Кто же из нас, живя по близости с железной дорогой, да еще в детстве или в близком к нему возрасте, не переживал, не испытывал на себе всей романтики этого соседства?!.. Один взгляд на эти стальные чудища паровозов, окутанные белыми парами и клубами черного дыма, чудища, напоминающие сказочных змеев Горынычей, просто не может не привораживать намертво сердце каждого мальчишки. А уж когда они проносятся мимо, обдавая нас всеми этими устрашающими и в то же время возбуждающими запахами и звуками, все эти ревы, сипы, гудки, вздохи и хрюки их стальных утроб – это ли не сладкая сердечная истома, это ли не воплощение многих юных мечтаний и самых невозможных фантазий!
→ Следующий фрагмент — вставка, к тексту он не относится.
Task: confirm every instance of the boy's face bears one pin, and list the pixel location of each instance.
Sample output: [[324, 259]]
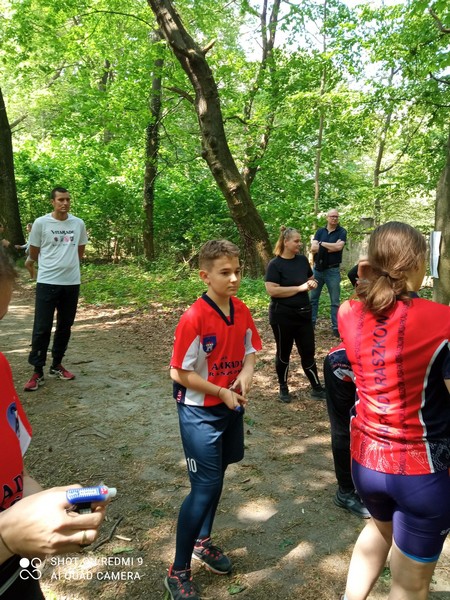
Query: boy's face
[[223, 277]]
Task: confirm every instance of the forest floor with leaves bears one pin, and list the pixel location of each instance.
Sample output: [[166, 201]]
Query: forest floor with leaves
[[117, 423]]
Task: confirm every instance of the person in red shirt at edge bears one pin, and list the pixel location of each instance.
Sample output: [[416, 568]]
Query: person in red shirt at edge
[[212, 368], [34, 523], [398, 347]]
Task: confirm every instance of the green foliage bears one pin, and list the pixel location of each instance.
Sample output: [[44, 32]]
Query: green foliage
[[162, 284]]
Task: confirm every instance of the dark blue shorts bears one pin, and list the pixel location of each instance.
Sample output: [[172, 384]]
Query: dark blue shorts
[[213, 438], [417, 505]]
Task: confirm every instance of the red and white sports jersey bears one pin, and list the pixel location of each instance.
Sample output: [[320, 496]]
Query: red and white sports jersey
[[402, 414], [15, 437], [212, 345]]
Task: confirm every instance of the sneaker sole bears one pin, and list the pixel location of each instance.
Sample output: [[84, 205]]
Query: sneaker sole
[[212, 569], [166, 585]]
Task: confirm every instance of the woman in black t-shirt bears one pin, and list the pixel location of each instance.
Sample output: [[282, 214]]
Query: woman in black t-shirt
[[289, 278]]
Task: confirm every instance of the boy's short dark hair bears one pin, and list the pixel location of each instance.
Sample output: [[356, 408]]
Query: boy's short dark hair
[[215, 249]]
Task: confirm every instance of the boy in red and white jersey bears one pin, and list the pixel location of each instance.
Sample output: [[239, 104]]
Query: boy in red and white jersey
[[212, 368]]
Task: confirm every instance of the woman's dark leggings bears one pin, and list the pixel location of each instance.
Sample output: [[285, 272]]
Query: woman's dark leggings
[[302, 333]]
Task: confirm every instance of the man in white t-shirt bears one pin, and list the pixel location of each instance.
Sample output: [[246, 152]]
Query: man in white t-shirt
[[58, 240]]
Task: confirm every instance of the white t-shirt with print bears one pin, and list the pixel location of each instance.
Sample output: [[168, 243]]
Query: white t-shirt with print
[[58, 242]]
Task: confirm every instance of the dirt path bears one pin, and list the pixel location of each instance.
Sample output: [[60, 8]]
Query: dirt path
[[117, 423]]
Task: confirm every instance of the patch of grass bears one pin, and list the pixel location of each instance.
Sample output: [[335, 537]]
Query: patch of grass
[[141, 285]]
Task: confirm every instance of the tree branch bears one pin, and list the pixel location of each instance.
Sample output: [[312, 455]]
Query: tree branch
[[440, 80], [115, 12], [181, 93]]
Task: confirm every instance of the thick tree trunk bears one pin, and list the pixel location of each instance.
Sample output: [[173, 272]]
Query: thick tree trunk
[[151, 158], [216, 152], [9, 207], [441, 289]]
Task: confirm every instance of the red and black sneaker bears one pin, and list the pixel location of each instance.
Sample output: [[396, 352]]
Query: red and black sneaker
[[180, 586], [212, 557]]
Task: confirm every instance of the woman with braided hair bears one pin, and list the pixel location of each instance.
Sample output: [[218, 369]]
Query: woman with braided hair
[[398, 347]]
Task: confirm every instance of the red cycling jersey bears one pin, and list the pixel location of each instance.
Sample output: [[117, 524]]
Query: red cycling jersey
[[15, 436]]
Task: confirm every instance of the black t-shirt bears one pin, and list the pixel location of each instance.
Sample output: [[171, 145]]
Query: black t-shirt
[[287, 272], [330, 259]]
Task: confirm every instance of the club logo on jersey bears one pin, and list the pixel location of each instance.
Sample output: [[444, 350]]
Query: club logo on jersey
[[13, 418], [209, 343]]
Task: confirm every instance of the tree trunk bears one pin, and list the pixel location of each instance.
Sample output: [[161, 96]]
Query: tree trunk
[[216, 152], [151, 157], [254, 153], [441, 289], [9, 207]]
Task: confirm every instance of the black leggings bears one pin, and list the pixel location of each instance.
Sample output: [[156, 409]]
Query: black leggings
[[302, 333]]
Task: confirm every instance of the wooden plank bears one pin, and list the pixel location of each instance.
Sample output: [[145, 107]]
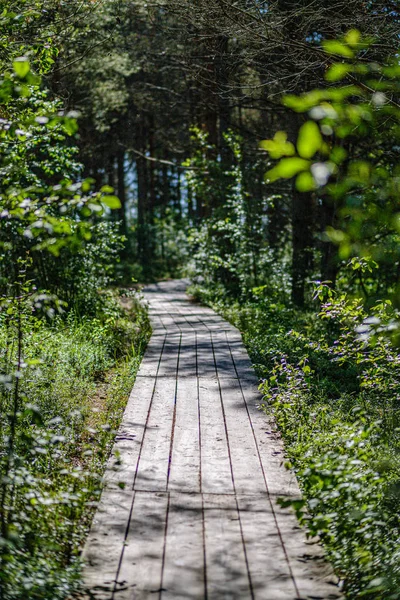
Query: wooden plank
[[243, 364], [152, 357], [216, 474], [270, 573], [104, 546], [152, 471], [188, 356], [312, 574], [122, 464], [184, 575], [185, 459], [169, 359], [226, 568], [222, 356], [205, 357], [246, 466], [140, 574], [280, 481]]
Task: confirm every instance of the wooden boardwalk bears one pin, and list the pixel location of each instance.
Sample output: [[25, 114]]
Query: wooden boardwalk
[[189, 508]]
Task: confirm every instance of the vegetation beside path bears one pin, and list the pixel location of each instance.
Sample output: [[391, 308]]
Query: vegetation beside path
[[334, 398], [71, 396]]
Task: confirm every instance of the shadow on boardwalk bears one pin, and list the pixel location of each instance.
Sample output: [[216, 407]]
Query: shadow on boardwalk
[[189, 507]]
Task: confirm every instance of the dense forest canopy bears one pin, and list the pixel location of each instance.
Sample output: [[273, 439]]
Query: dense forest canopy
[[252, 146]]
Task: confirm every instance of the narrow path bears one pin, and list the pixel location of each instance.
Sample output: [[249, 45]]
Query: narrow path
[[189, 508]]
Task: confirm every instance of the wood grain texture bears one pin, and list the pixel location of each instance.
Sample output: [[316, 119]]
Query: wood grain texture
[[201, 470]]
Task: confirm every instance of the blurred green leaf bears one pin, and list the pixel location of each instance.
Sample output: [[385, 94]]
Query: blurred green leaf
[[309, 140]]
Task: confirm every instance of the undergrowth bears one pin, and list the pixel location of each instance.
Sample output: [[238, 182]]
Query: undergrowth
[[75, 374], [331, 380]]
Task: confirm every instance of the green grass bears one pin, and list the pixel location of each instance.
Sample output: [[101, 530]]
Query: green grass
[[75, 380], [335, 400]]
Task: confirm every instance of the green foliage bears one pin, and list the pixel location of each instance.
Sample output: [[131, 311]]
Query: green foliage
[[348, 150], [59, 413], [331, 381], [227, 245]]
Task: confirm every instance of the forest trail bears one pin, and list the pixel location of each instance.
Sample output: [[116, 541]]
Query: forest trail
[[189, 510]]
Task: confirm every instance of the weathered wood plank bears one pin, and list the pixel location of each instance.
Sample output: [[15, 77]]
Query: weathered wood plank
[[184, 572], [169, 359], [246, 466], [216, 474], [270, 574], [152, 357], [205, 357], [122, 465], [185, 459], [279, 480], [153, 466], [140, 574], [222, 356], [187, 356], [104, 546], [206, 468], [226, 568]]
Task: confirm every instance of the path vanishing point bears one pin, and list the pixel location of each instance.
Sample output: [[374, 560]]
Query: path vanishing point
[[189, 509]]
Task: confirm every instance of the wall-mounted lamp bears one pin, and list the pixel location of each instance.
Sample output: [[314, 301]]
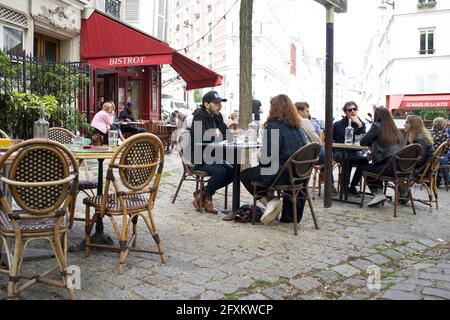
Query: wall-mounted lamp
[[384, 3]]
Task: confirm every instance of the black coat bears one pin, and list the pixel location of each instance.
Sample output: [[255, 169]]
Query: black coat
[[339, 129]]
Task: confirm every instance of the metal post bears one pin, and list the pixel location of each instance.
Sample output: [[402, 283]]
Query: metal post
[[329, 108]]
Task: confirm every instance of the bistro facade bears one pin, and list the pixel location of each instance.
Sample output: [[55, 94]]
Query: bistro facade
[[126, 66]]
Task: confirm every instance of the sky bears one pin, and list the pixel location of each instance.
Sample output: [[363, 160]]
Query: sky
[[353, 30]]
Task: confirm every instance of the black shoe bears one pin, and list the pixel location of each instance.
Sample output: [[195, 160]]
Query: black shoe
[[353, 191]]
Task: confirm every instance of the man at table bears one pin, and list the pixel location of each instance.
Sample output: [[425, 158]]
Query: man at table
[[127, 116], [209, 118], [356, 158]]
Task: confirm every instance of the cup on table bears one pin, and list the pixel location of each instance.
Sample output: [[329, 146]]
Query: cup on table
[[113, 139]]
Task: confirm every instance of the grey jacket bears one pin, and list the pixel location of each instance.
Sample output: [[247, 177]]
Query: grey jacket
[[379, 153]]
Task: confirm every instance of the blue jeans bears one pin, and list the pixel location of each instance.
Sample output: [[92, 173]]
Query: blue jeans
[[221, 176]]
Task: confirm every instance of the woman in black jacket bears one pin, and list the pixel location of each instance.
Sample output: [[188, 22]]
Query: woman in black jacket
[[385, 141], [284, 134]]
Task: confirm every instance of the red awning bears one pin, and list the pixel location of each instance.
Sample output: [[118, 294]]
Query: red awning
[[433, 101], [107, 43]]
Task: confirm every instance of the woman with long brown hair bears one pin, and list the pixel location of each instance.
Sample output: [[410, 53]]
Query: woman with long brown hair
[[385, 141], [283, 130]]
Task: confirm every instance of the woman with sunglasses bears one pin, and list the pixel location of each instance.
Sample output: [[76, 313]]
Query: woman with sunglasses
[[350, 109]]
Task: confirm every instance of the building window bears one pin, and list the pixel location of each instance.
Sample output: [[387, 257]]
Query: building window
[[427, 42], [11, 39]]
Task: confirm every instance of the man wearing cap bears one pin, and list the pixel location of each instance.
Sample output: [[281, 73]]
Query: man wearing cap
[[127, 116], [208, 117]]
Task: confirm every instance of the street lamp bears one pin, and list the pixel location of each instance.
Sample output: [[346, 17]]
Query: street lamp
[[383, 5]]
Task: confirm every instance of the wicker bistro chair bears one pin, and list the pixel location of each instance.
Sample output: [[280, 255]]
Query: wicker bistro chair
[[87, 186], [43, 181], [299, 168], [3, 135], [139, 162], [402, 165], [429, 177]]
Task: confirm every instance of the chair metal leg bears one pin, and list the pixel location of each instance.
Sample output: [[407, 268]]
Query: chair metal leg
[[254, 207], [202, 187], [179, 187], [411, 198], [14, 269]]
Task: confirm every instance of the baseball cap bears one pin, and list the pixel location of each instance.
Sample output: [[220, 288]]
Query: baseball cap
[[213, 96]]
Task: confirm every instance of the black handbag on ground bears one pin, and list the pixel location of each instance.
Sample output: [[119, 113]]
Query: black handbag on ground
[[286, 215]]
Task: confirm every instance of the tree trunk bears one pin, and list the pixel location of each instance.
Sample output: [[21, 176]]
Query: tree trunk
[[245, 60]]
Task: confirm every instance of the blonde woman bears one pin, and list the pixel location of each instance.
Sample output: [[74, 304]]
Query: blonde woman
[[440, 135], [417, 133]]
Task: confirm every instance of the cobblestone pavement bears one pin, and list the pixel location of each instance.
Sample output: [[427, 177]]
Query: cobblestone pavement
[[208, 258]]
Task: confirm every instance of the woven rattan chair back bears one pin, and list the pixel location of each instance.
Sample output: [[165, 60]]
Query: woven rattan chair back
[[61, 135], [38, 165], [3, 135], [140, 160]]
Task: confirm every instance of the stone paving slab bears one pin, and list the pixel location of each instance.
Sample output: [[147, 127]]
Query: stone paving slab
[[208, 258]]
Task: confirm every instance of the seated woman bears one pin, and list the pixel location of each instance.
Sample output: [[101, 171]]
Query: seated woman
[[385, 141], [103, 121], [284, 119]]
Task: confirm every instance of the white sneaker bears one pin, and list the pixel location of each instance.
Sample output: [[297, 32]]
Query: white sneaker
[[379, 199], [273, 210]]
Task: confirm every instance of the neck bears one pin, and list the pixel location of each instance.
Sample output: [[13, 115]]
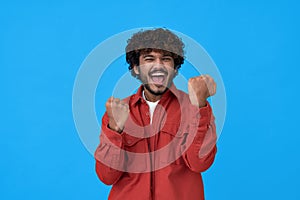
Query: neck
[[150, 96]]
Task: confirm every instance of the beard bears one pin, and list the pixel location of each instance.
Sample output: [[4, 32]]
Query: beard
[[157, 93]]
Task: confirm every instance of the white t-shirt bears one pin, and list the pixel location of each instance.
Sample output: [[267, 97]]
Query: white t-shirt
[[152, 106]]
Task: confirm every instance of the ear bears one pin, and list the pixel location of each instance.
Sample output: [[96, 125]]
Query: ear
[[136, 70]]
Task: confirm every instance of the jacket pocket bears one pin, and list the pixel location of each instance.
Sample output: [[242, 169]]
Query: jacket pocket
[[173, 138]]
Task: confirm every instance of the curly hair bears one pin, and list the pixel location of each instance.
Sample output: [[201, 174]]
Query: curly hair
[[158, 39]]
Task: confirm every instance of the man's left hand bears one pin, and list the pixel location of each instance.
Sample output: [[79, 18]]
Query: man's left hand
[[200, 88]]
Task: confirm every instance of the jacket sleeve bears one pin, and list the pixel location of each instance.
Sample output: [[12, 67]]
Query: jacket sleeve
[[202, 138], [109, 155]]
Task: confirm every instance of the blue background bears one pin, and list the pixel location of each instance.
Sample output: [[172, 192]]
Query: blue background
[[255, 45]]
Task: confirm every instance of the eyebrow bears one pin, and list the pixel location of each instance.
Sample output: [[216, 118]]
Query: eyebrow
[[149, 55]]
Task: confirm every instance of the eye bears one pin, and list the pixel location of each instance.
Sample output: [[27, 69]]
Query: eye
[[148, 59], [167, 59]]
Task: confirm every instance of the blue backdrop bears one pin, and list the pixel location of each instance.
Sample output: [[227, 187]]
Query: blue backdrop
[[255, 45]]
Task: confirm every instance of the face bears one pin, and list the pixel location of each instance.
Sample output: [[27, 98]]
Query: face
[[156, 71]]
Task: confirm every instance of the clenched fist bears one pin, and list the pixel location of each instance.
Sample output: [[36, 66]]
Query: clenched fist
[[200, 88], [117, 112]]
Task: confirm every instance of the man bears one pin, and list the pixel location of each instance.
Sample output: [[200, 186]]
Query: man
[[155, 143]]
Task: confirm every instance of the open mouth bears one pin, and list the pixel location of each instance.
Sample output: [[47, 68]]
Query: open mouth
[[158, 78]]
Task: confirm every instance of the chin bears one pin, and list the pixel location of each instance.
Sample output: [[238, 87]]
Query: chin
[[156, 90]]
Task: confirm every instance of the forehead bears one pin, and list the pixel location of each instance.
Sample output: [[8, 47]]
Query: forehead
[[155, 52]]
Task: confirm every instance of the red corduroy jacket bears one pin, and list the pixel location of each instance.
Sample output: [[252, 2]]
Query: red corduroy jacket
[[162, 160]]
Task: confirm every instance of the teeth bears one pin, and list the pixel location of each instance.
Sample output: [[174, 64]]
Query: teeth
[[158, 74]]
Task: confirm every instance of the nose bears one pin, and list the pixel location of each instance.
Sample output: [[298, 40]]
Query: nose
[[158, 61]]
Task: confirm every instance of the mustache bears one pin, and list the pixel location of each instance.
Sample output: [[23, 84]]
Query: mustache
[[158, 70]]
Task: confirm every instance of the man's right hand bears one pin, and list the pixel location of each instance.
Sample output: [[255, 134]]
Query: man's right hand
[[118, 112]]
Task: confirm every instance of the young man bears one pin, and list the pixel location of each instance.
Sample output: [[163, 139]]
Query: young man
[[155, 143]]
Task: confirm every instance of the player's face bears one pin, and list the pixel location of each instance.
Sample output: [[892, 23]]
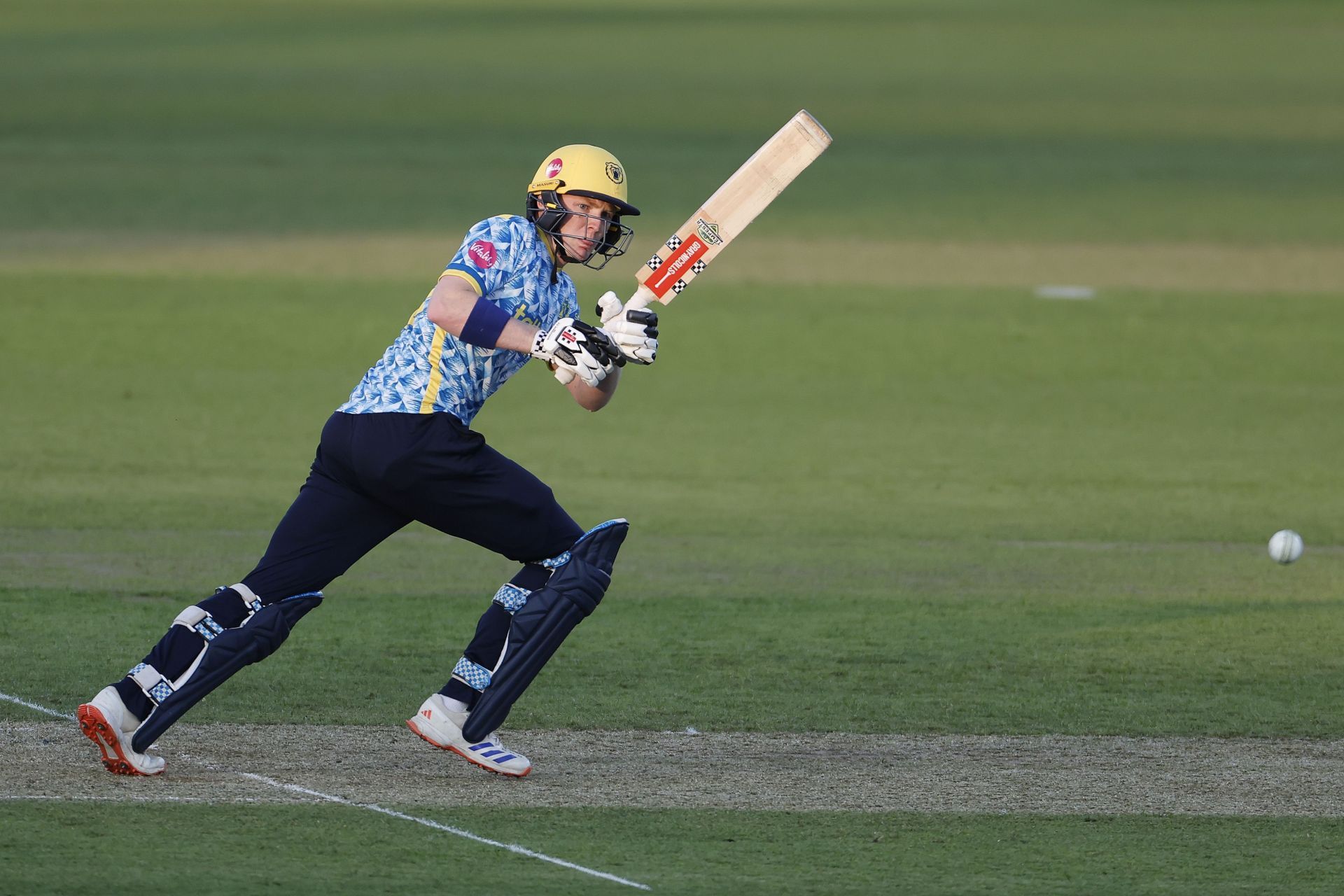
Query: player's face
[[584, 230]]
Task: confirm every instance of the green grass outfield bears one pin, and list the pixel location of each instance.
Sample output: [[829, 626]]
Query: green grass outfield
[[872, 492]]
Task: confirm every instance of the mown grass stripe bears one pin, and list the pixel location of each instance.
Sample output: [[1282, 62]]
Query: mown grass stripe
[[449, 830]]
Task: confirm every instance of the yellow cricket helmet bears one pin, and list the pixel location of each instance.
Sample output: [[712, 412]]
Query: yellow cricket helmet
[[584, 171]]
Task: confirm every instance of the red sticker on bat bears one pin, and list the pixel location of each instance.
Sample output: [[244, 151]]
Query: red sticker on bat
[[483, 253], [676, 266]]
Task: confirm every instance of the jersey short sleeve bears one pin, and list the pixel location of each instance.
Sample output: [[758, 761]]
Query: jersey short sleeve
[[489, 254], [428, 370]]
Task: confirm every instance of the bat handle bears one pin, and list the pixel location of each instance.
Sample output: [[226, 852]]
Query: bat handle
[[643, 298]]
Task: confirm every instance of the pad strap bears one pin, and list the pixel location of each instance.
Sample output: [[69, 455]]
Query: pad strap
[[473, 675], [201, 622], [249, 597], [152, 682], [511, 597]]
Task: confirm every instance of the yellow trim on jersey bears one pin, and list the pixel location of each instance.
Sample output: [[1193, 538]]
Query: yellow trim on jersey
[[436, 374], [470, 280]]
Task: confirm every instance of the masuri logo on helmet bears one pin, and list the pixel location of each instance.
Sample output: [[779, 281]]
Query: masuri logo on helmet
[[582, 171]]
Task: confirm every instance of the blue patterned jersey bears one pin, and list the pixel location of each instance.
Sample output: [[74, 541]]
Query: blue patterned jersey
[[429, 370]]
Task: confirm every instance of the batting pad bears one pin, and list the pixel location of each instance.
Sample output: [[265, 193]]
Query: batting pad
[[540, 625]]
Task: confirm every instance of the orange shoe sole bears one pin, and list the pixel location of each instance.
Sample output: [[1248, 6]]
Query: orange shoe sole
[[410, 723], [96, 729]]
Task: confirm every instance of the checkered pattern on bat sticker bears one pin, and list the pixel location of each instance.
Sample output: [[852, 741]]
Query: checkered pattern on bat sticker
[[428, 370]]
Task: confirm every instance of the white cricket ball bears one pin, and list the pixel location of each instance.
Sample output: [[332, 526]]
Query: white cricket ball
[[1285, 546]]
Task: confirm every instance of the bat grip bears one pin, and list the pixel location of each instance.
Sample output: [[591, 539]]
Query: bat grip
[[641, 298]]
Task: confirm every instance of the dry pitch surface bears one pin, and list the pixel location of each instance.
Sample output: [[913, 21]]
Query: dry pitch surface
[[662, 770]]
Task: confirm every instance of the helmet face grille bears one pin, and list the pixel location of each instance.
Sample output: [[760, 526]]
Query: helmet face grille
[[547, 211]]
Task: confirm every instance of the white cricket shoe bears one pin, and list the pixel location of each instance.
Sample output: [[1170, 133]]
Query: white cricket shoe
[[442, 727], [106, 722]]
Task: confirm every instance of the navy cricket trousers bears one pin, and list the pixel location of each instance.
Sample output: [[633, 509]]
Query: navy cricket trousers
[[374, 473]]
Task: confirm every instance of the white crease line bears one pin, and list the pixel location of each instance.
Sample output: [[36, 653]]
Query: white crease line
[[33, 706], [456, 832]]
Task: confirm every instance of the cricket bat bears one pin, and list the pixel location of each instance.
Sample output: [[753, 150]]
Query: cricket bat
[[730, 210]]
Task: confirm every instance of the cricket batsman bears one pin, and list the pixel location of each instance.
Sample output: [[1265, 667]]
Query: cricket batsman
[[402, 449]]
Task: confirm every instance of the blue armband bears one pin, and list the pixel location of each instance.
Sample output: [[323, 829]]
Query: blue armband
[[484, 324]]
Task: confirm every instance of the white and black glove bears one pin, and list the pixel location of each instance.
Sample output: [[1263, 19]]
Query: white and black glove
[[635, 332], [574, 348]]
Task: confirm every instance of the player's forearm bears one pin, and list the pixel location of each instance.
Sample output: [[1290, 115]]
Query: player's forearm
[[596, 398], [451, 307]]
А уж подложить что-нибудь на рельсу и посмотреть потом, что из этого выйдет – я не помню, чтобы кто мог удержаться от этого искушения. Подложить гвоздь – сотку или даже стопятьдесятку – а потом из полученной плюсны заточить и обделать под себя перочинный ножичек – это стало даже как бы и «узаконенным» некоим образом промыслом. Тот, кто не делал себе такого ножичка, уж и настоящим «пацаном» не мог считаться. Держишь такую расплющенную заготовку в руке – а она еще горячая после десятков стальных колес, только что ее распластовавших – и сердце невольно содрогается от ощущения прокатившейся мимо жуткой мощи. Я уже не говорю о тех ощущениях, когда ты едешь на самом поезде, особенно где-то его открытой площадке – словно отправляешься в полет за самой своей заветной мечтой.